その呪いは、苦しみだけではなく。
「前世の記憶があれば、君は呪縛から解放されるのにな、とは思うよ」
「うん」
「でももし彼が生まれ変わっていても、年齢が違う。生まれてきた環境が違う。それに一番違うのは、苦しんできた君の人生を半分も知らない」
窓の鍵を開けに、中に入っていく誠弥君は、私に始終背中を見せたままだった。
亮くんを好きになったとき、勉強していた誠弥くんのこの離れに突撃した。
亮くんに告白されたとき、机に突っ伏して眠っている誠弥くんをたたき起こして報告した。
亮くんの為にバレンタインのチョコを作って、その度に誠弥くんに味見してもらおうとこの離れに飛び込んだ。
誠弥くんは私のことを面倒くさかったかもしれないけれど、嫌な顔を見せずに対応してくれていた。
亮くんが亡くなってから、私はこの離れに近づくことは無くなっていったけれど。
「美織ちゃん」
窓を開けた誠弥くんは、もう優しかった二つ上のお兄ちゃんではない。
大人びた寂しそうな表情で私を見つめている。
「僕を隠れ蓑に使わないか?」
良い案じゃ無いか、と誠弥くんは笑う。笑うのに寂しそうだ。
「僕ももう結婚はしたくない。仕事が忙しいと逃げて、大切に出来ないのは苦しい」
「誠弥くん」
「美織ちゃんがどれだけ彼を思っていたのかは僕は知っている。僕と結婚しても、彼のことを忍んで良いよ。僕も、仕事が忙しくて家に帰れなくても罪悪感が薄れる」
穏やかで優しいお兄ちゃんが、大人のような取引をしてくる。
「お互い、他人の意見が煩わしくないか」
三十過ぎて結婚しない男女に、世間の目はまだ冷たい。都会に出れば、結婚していない人間なんて溢れかえっているけれど、都会から少し離れた田舎では、誰が結婚しただの離婚しただの、下世話な噂話は瞬く間に拡散されていく。
「君はこの地に骨を沈めなくても、都会に逃げれば幾分かましだから、僕に言いくるめられなくてもいいんだけどね」
優しい誠弥くんは、私に逃げなさいって背中を押してくれている。
この地に病院を作ってしまった誠弥くんには、色々な責任が背中にのしかかり、身動きできない。だから、私だけでも逃げなさいって言っている。
「私は……」
花を踏む少年が脳裏に浮かぶ。
亮くんとはかけ離れた容姿をしていた。
彼はもっと人懐っこく、笑顔も可愛くて、声変わりもまだで、身長も私とほぼ差はない。
けれど花を踏む少年は、低い声。見上げなければいけないほど高身長。空に浮かぶ三日月のように鋭い眼差し。
何もかも、亮くんとはかけ離れている。違う。別人。
ただただ、あのガードレールに花束が置かれて老いるのが許せないだけの、思春期の男の子だ。

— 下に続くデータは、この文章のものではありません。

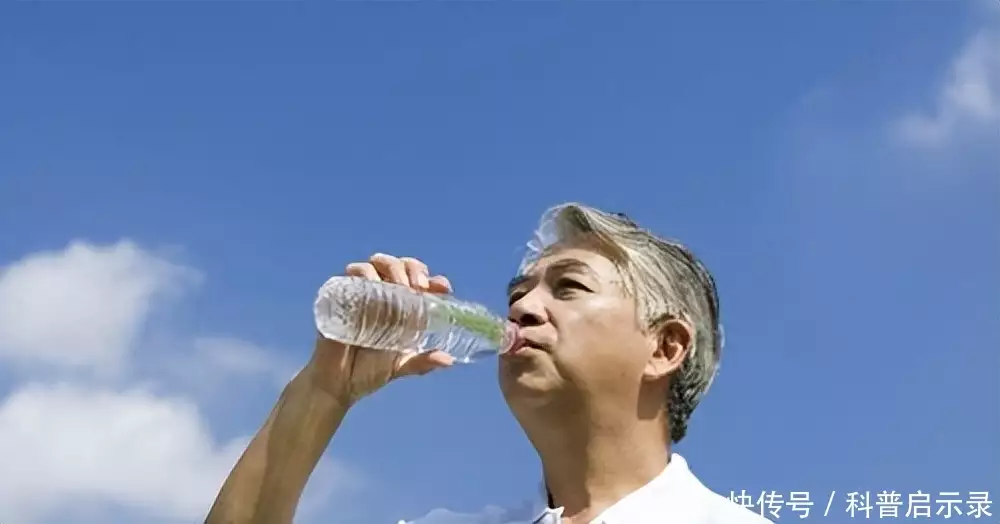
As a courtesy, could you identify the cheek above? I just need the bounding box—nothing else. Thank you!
[559,310,647,376]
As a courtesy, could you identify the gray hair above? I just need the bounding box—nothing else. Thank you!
[520,203,723,442]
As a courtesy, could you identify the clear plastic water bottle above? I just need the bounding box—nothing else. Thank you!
[313,276,517,363]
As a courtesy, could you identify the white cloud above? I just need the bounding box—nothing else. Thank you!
[0,241,197,372]
[895,23,1000,147]
[0,384,247,523]
[0,241,355,524]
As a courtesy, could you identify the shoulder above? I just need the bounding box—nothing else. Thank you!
[397,505,532,524]
[703,489,771,524]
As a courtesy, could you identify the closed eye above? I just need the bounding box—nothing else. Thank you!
[556,278,590,292]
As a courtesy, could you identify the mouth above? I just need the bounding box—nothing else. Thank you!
[503,334,545,356]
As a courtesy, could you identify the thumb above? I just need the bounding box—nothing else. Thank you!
[393,351,455,378]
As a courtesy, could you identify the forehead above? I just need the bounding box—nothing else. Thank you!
[522,247,618,278]
[507,247,620,295]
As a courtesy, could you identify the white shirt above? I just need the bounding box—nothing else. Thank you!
[399,453,771,524]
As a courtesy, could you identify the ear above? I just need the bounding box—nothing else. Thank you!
[643,318,694,380]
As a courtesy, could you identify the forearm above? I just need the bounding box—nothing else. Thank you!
[205,366,348,524]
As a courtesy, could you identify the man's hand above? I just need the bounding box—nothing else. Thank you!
[309,253,454,405]
[205,254,454,524]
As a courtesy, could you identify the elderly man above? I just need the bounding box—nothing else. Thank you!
[207,204,768,524]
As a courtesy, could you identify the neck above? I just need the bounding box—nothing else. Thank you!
[525,402,670,522]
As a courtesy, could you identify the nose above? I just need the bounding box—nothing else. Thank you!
[508,291,548,327]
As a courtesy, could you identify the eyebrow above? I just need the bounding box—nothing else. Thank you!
[507,258,596,297]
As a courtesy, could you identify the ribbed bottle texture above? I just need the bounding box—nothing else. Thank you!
[313,276,517,362]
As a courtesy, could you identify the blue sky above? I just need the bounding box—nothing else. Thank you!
[0,2,1000,523]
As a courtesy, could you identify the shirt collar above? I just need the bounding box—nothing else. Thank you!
[532,453,705,524]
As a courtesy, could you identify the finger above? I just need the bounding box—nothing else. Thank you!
[399,257,430,289]
[368,253,410,286]
[344,262,382,280]
[395,351,455,378]
[427,275,452,295]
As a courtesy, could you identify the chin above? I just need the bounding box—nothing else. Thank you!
[500,367,559,406]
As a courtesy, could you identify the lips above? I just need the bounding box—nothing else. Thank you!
[504,333,545,355]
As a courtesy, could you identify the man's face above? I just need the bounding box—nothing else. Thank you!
[500,248,656,411]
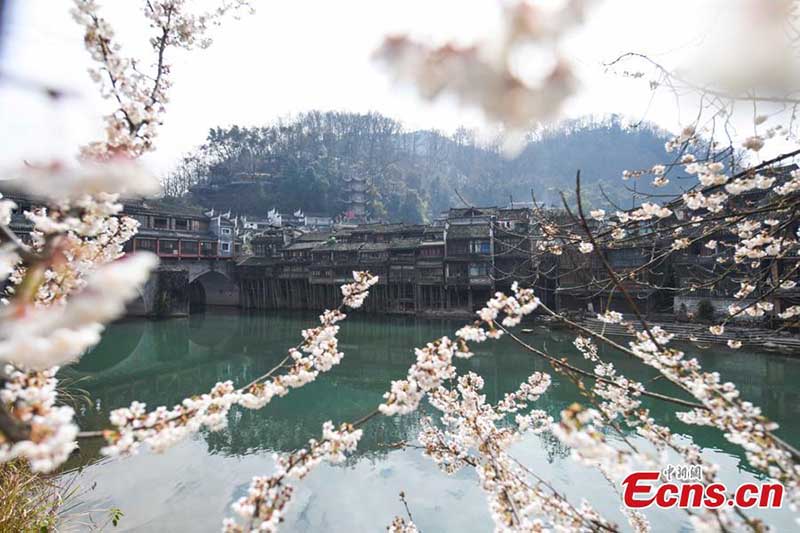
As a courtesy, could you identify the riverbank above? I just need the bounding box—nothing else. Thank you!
[560,318,800,357]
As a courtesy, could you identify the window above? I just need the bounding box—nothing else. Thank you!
[181,241,199,255]
[158,241,178,255]
[420,246,444,257]
[469,241,490,254]
[136,239,156,252]
[469,263,489,278]
[132,215,150,228]
[200,242,217,256]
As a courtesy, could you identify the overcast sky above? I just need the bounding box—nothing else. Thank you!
[0,0,725,172]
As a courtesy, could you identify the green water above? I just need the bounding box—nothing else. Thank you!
[62,310,800,533]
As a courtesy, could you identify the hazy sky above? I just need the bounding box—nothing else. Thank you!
[0,0,725,172]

だけれど、彼が嫌ならばもうあの場所へ、花束を置くのは止めようと思えた。
「私は、ずっと優しかった誠弥くんに恩返しできるなら、隠れ蓑に使って欲しいな」
「美織ちゃん」
「誠弥くんは、私と結婚したら、セックスするの?」
首を傾げて尋ねると、彼は目を丸くした後、大声で笑い出した。